Yup. It's that good.
You might think from the picture that it might be a train wreck. But it's only a little bit.
It's not too bad, you just kinda need some back story first.
The story so far.
There are a whole lot of guides that will show you how to setup replication, and replicate, and how to setup pgpool2, and how to pool, but very little in the way of using those things. Certainly nothing that takes us deep as whatever the fuck this ends up being.
I have a docker container, and in that docker container, is postgres database, and one day, that database lost a bunch of data. It shouldn't have happened, but it did. After coming to terms with my now-broken database (ie: several days later) I decided database replication was the way - having a hot spare at all times is good, and the act of creating the hot spare also doubles as doing a backup. Kind of, in the sense that it's more of a backup than not doing any backups, but we're not here to judge how I live.
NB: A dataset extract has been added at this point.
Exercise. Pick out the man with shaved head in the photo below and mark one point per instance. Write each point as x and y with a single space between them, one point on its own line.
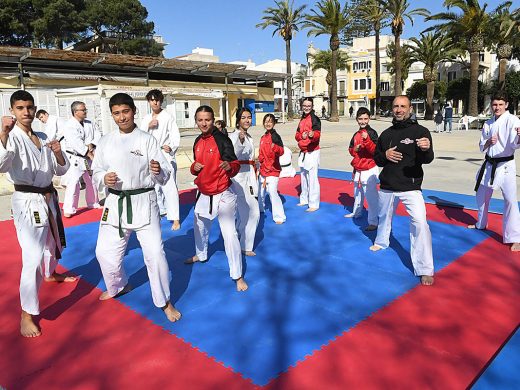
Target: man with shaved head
401 150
So I forge off, with little to no knowledge about how any of it works, I open a SearxNG tab and type "docker compose postgres replication"
Eventually I end up at some sites (see references) and develop some stuff. This is that stuff.
But first, the note at the end of this bad boy: https://github.com/docker-library/postgres/blob/master/16/bookworm/Dockerfile
# An additional setting that is recommended for all users regardless of this # value is the runtime "--stop-timeout" (or your orchestrator/runtime's # equivalent) for controlling how long to wait between sending the defined # STOPSIGNAL and sending SIGKILL (which is likely to cause data corruption). # # The default in most runtimes (such as Docker) is 10 seconds, and the # documentation at https://www.postgresql.org/docs/12/server-start.html notes # that even 90 seconds may not be long enough in many instances.
So I think I found why my database corrupted, and why postgres always seems to say it shut down uncleanly.
There's a fuckin' foot-gun built right into every single official docker image! If docker is taking "too long" (by default, longer than 10 seconds) to shut down, it'll send a kill -9 postgres' way, which will lead too ... you guessed it: Having a bad fuckin' day!
Good to know.
I found the reason for needing a better backup solution buried away in a comment at the end of a Dockerfile. How very Vogon.
The solution for that: increase the timeout in your docker-compose.yml:
stop_signal: SIGTERM stop_grace_period: 5m30s
As I've just alluded to, my existing backup solution was sub-optimal. It was connecting to docker, running a pg_dumpall (or pg_dump) and then shipping that via NFS to my NAS.
The hidden failure mode here is that if you've got a corrupt database, then pg_dump it, you'll get a partial dump.
That backup will then be worse than useless, because it will look like it's completed, you'll get a file, it'll get shipped - it'll just be truncated.
The final piece of the replication puzzle for me, was the realisation that setting up a replication slave is a two-part process - part 1: the initial replication, part2: ongoing replication.
And the very last gotchya that I came across: authntication with pgpool2.
By this stage I'd already committed to using scram-sha-256 auth instead of pain text / md5, because it's the new newness and if I was going to AAS this, I may as well go all in.
pgpool2 has it's own laundry list of stupid shit it wants and needs in order to function like normal software, and that was, shall we say, a lernin' kerv.
In short:
- everyone needs a username/password combo in the database, and also in pgpool2.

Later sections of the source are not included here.